The Rocket City company, which is a wholly-owned subsidiary of Leidos, was named last year as one of three prime contractors awarded a contract to design a HLS and compete to build the system that ultimately is used in Artemis. Blue Origin and SpaceX were the other two prime contractors awarded contracts.
As of Wednesday, the Dynetics team has also completed the HLS Continuation Review, a critical milestone during the 10-month base period, which NASA will use to assess progress on HLS hardware development and program plans.
At the Continuation Review, Dynetics reportedly provided details to NASA on its early design efforts, mission plans and its hardware and software build as well as test activities that demonstrate tangible, robust advancement towards NASA’s mission objectives.
Dynetics is currently performing tests of its main engines simultaneously at its propulsion test site and at NASA’s Marshall Space Flight Center, both of which are located in Huntsville. This collaboration uses Dynetics’ and NASA’s expertise in oxygen/methane propulsion at their facilities. These tests provide data on the performance and stability of the engines to improve final designs before qualification.
Dynetics has conducted tests of its smaller reaction control system engines at its own facilities, gradually progressing through more challenging and flight-like test conditions.
The company also continues to utilize a low-fidelity hardware test article and has recently added a low-fidelity software test article (or “simulator”), provided by Draper Laboratory. The new simulator component enables early human-in-the-loop testing of the Dynetics HLS guidance, navigation and control software.
“Our team is making great progress on our system design and analysis, hardware development, and testing.
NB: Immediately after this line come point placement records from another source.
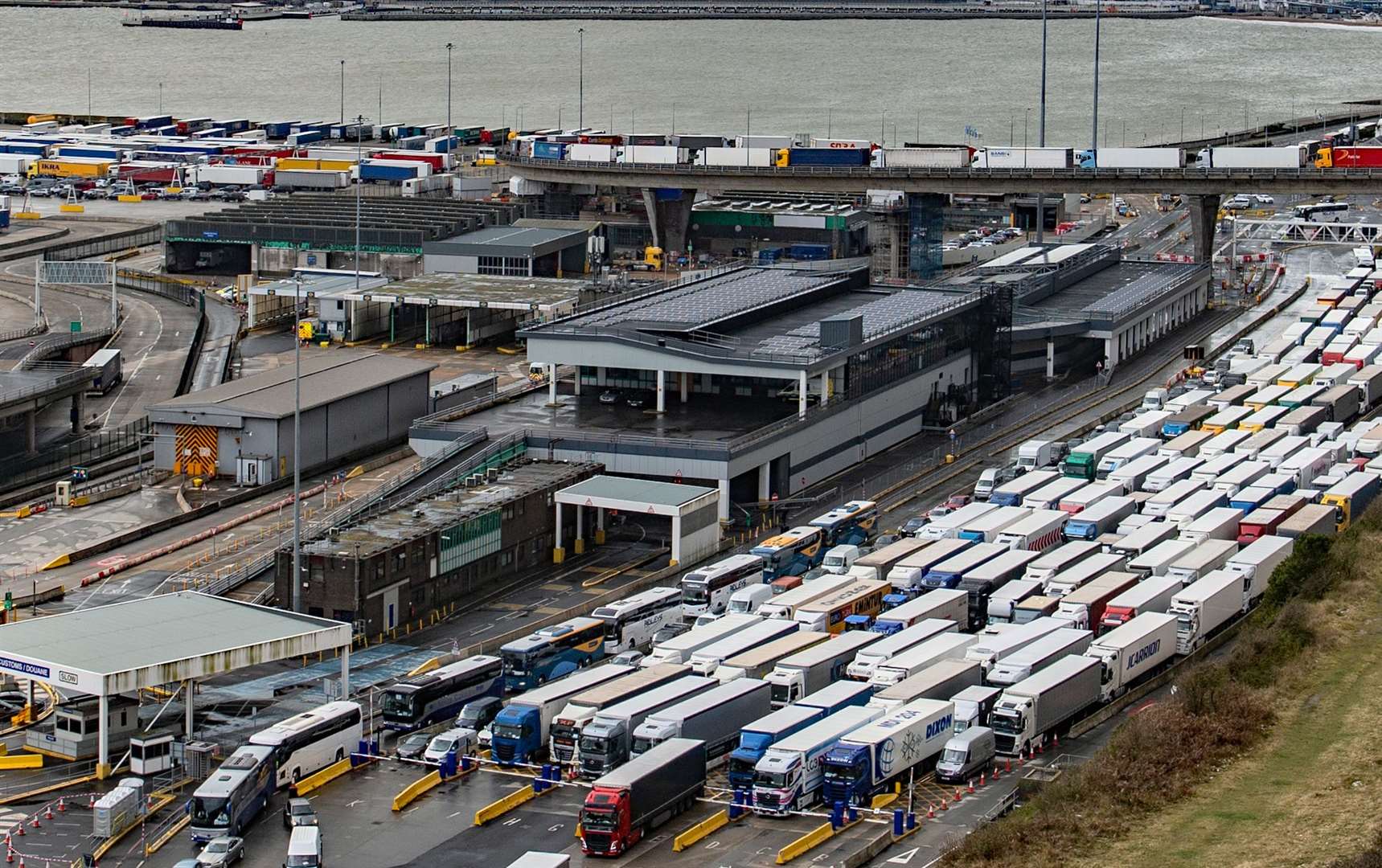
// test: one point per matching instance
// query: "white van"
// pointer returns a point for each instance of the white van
(305, 848)
(747, 600)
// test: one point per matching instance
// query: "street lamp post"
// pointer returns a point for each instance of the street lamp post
(449, 46)
(1041, 126)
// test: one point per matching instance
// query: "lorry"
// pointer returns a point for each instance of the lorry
(943, 603)
(1205, 557)
(940, 680)
(1134, 650)
(1084, 459)
(582, 706)
(757, 662)
(974, 705)
(1045, 567)
(876, 564)
(1257, 562)
(605, 739)
(757, 735)
(1003, 603)
(1086, 570)
(984, 581)
(817, 666)
(629, 802)
(791, 773)
(1038, 453)
(988, 649)
(1084, 607)
(745, 639)
(901, 666)
(1220, 522)
(1040, 705)
(523, 727)
(871, 758)
(1150, 595)
(1035, 657)
(871, 657)
(1204, 607)
(713, 718)
(1099, 518)
(679, 649)
(1038, 532)
(1049, 495)
(1309, 518)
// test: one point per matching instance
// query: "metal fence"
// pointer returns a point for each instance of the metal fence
(90, 449)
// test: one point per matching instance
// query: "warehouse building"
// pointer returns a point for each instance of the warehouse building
(507, 251)
(319, 231)
(351, 404)
(398, 566)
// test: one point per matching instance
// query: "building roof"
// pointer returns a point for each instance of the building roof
(326, 378)
(447, 289)
(416, 520)
(636, 495)
(507, 241)
(159, 641)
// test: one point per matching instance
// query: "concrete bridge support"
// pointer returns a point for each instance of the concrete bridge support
(669, 215)
(1204, 219)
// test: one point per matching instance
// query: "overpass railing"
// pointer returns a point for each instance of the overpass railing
(1190, 173)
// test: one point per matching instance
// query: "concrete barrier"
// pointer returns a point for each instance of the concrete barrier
(712, 823)
(322, 777)
(806, 843)
(498, 809)
(409, 793)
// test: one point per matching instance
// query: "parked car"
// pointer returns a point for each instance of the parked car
(224, 850)
(412, 745)
(299, 812)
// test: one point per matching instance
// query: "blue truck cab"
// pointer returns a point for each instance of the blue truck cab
(759, 735)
The incredible volume of technical data and outstanding products delivered to date speak to the power of the swift, yet rigorous, engineering approach with which the team has executed,” stated Kim Doering, vice president of space systems at Dynetics. “We believe this body of work lays a solid foundation for our crew-centric, sustainable solution to become NASA’s choice for safe human transportation to and from the lunar surface.”
Dynetics as prime contractor leads a global team of industry-recognized experts with human spaceflight and hardware/software experience directly applicable to the HLS. All members have made significant contributions to the team’s progress to date, a Wednesday release noted.
Decatur rocket builder United Launch Alliance (ULA) is one of these partners and subcontractors, as is Tuskegee University. This continues the theme of Artemis being driven by Alabama.
The Dynetics HLS can be fully integrated and launched on the Space Launch System (SLS) Block 1B vehicle, which is the world’s most powerful rocket ever that will be the centerpiece of Artemis. Boeing is the lead contractor for the SLS core stage, with the company’s Huntsville-based Space and Launch division managing that SLS work.
For commercial launches, the Dynetics HLS can be flown aboard ULA’s Vulcan Centaur rocket, which is built in Decatur.
On Wednesday, Dynetics added that its HLS team will continue with the subsystem- and system-level design reviews and critical technology demonstrations as it awaits NASA’s Option A selection decision in early 2021.
NASA’s HLS program is managed out of Marshall Space Flight Center.